A comparison of the collision-avoidance performances and the reward value changes of the robot in the environments with walls and obstacles in each learning epoch (one epoch = 100 time steps): (a) The collision times of the robot in the environment with walls and obstacles using ERL with NN decrease faster than using normal RL in each learning epoch. At last, the robots could move freely without collision in the environments; (b) Changes in the reward value of using normal RL and ERL with NN.
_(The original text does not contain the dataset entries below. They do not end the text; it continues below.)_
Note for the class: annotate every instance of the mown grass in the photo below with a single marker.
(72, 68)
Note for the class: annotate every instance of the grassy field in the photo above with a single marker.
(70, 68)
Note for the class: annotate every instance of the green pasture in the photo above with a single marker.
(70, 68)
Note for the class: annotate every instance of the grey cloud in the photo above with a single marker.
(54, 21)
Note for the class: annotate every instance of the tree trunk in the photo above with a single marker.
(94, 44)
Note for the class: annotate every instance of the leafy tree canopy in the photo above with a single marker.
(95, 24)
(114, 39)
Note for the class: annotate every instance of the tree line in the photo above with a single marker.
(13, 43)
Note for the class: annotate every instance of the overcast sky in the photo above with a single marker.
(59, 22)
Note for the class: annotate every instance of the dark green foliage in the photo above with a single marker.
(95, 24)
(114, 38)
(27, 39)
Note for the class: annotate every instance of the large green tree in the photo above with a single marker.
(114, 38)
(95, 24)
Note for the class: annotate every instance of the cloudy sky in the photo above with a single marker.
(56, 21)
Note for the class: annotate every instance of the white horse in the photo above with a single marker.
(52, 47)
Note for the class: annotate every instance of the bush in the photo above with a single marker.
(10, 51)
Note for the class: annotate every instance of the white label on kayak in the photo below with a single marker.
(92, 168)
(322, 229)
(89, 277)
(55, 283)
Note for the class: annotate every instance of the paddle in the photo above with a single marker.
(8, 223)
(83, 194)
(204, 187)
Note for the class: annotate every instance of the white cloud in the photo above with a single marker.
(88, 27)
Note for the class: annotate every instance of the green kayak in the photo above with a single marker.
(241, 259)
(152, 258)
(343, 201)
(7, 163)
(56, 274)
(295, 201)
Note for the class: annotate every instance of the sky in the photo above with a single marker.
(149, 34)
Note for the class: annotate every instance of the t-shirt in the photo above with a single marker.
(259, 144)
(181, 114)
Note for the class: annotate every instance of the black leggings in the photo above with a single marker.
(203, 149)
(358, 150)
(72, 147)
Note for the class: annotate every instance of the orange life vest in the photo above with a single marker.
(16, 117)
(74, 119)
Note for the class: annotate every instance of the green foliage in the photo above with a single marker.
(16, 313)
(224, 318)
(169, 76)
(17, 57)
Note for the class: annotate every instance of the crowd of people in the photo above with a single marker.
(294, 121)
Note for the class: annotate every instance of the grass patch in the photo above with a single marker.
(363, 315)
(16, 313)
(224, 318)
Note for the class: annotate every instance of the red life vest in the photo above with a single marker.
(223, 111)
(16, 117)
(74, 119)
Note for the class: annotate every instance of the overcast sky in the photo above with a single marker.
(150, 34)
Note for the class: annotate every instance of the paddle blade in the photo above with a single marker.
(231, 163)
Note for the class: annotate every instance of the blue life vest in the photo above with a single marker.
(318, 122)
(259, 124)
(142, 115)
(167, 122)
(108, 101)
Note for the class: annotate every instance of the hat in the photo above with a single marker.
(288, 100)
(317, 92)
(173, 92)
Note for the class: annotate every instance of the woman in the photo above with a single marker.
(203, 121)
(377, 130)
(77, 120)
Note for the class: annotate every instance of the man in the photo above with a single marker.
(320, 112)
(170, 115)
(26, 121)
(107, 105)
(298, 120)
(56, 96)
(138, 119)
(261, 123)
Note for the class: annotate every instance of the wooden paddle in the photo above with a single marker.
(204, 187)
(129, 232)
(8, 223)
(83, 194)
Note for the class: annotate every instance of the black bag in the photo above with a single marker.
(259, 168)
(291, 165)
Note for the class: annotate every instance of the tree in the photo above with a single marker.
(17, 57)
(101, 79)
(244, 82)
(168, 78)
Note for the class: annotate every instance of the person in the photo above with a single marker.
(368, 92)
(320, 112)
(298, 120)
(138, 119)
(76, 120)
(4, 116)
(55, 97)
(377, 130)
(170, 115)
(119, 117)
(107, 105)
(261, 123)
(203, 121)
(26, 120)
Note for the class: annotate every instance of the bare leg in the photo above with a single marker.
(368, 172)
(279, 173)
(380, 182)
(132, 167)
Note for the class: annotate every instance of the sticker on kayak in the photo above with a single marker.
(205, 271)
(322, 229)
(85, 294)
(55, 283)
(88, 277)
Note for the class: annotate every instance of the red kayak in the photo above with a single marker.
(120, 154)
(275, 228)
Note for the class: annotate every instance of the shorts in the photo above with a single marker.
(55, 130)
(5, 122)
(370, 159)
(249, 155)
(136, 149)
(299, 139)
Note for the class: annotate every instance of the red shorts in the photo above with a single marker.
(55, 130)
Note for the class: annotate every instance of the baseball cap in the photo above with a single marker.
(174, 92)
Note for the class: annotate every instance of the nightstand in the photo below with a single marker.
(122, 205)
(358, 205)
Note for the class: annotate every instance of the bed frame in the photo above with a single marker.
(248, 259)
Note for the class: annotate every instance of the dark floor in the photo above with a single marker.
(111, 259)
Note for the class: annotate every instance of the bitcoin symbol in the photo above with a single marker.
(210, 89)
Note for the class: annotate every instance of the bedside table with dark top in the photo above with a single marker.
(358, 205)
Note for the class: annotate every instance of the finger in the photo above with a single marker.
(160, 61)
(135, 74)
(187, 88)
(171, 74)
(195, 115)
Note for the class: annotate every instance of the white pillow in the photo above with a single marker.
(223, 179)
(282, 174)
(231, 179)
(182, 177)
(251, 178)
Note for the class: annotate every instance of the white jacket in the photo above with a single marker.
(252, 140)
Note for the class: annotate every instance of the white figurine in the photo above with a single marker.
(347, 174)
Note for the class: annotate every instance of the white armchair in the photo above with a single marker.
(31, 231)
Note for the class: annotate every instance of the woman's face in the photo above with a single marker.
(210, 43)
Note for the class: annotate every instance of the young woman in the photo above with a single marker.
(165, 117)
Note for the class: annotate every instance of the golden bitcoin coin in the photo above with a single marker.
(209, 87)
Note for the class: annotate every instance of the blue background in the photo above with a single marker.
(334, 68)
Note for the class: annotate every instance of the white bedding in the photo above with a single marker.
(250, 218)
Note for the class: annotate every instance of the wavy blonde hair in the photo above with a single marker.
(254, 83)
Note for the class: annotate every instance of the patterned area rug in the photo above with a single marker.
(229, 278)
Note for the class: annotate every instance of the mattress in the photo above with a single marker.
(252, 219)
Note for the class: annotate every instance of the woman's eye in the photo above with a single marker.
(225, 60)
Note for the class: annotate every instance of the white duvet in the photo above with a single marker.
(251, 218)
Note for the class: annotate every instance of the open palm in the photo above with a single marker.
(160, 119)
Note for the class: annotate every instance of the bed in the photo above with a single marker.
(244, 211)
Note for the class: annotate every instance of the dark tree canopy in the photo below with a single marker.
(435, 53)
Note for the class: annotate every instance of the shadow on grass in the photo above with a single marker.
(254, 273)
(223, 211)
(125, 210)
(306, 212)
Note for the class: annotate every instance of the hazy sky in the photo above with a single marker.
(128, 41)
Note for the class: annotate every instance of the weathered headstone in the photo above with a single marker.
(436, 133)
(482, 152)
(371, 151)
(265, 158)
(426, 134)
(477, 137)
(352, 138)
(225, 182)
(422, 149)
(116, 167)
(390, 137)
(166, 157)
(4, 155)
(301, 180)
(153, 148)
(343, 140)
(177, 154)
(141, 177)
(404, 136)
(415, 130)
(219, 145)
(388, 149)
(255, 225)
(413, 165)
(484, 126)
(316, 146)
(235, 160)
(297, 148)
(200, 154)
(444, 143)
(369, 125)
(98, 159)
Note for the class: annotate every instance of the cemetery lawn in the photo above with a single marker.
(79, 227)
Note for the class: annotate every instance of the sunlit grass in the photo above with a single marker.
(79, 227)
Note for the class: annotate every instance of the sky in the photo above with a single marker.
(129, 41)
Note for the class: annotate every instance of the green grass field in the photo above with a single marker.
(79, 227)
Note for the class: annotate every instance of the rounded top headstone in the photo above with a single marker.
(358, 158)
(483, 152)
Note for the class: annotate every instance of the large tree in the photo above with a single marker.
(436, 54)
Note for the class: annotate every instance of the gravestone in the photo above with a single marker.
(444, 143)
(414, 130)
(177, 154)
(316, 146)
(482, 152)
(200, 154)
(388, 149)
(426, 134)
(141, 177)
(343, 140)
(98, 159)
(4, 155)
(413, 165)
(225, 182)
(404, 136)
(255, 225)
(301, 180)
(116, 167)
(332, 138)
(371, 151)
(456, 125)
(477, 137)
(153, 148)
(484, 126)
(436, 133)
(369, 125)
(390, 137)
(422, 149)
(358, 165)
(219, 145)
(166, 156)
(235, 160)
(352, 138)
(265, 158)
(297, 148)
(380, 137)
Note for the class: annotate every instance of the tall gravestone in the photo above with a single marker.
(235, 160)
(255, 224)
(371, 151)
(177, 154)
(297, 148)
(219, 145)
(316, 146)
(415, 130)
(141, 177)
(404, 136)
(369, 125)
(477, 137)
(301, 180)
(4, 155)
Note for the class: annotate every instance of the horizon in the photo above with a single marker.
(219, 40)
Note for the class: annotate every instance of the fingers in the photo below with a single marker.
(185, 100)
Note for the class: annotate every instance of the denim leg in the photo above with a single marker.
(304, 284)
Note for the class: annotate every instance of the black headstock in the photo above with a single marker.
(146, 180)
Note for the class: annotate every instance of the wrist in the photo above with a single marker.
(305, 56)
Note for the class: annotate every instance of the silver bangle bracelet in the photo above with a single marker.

The experiments have been performed both on the Webots 6.4.0 simulator and on a real NAO humanoid robot with its 21 degrees of freedom using the parameters described in Table 2.
These results have been successfully applied to our simulated humanoid robot soccer team CIT3D which won the 1st prize of the official RoboCup Championship and ChinaOpen2010 (July 2010) and the 2nd place of the official RoboCup World Championship (2011) on 5-11 July, 2011 in Istanbul as shown in Figure 11 and Figure 12.
6. Conclusions and future work
This work has successfully constructed behavior-based control obstacle avoidance, goal approach, and behavior-switching learning modules on an autonomous robot. The novel modules does not need to have complete environmental knowledge and have more simple architectures extended easily to more complex structures. In the experiments, we have conceived the idea of modelling robot behaviors based on NN using evolutionary learning when encountering an obstacle.
In this paper, we have realized the obstacle avoidance behavior, goal-approach behavior, and behaviour switching modules using the evolved NN controller from the population and the knowledge-based controllers. They were not no longer dependent on rules assigned previously, but dependent on the knowledge acquired from the environments by autonomous evolutionary learning. The main contributions of the proposed algorithm include:
The RL-ENN algorithm evolved simultaneously network architectures and connection weights (including biases) and emphasized the behavioral links between parents and their offspring in evolution, such as weights training after each architectural mutation and node splitting.
To perform the decision-making strategy and parameters adjustment of FNN and GA by learning.
To avoid successfully local minima and motion deadlock status (st+1 = st) of humanoid soccer robotics agents and reduce the oscillation of the planned trajectory among the multiple obstacles by crossover and mutation.
To perform effectively behavior switching and obstacle avoidance with behavior-based control using the evolved neuro-controllers.
To realize closer cooperation and coordination among the teammate agents by evolutionary learning.

Some results of the proposed algorithm have been successfully applied to our simulated humanoid robot soccer team CIT3D. Some scene frames for the CIT3D (blue) to participate in official RoboCup ChinaOpen2010 Competition were shown: (a) The player of the simulated humanoid robotics soccer team CIT3D launched an attack on the opponents (red) goal and won by one point at 56.06s; (b) The player of the CIT3D with the ball was intercepted by an opponent player and tried to pass the ball to a teammate at 158.06s; (c) The player of the CIT3D launched an attack and shot at the opponent goal at 26.34s; (d) The player of our humanoid robotics soccer team CIT3D broke through and launched an attack on the opponent goal at 147.74 s.

A player (red) of the real CIT3D launched an attack and shot at the opponent goal in the real environments.
Our future works will focus on developing neuro-controllers with more complex architectures for real mobile robots and humanoid robotics in the real environments and on making further researches on the effect of crossover rate and mutation rate on the best performance and the average performance of the multi-robot systems.
Footnotes
7. Acknowledgements
The authors would like to thank the anonymous reviewers and the editors for their helpful suggestions and insightful comments on earlier versions of the manuscript for improving quality of this paper.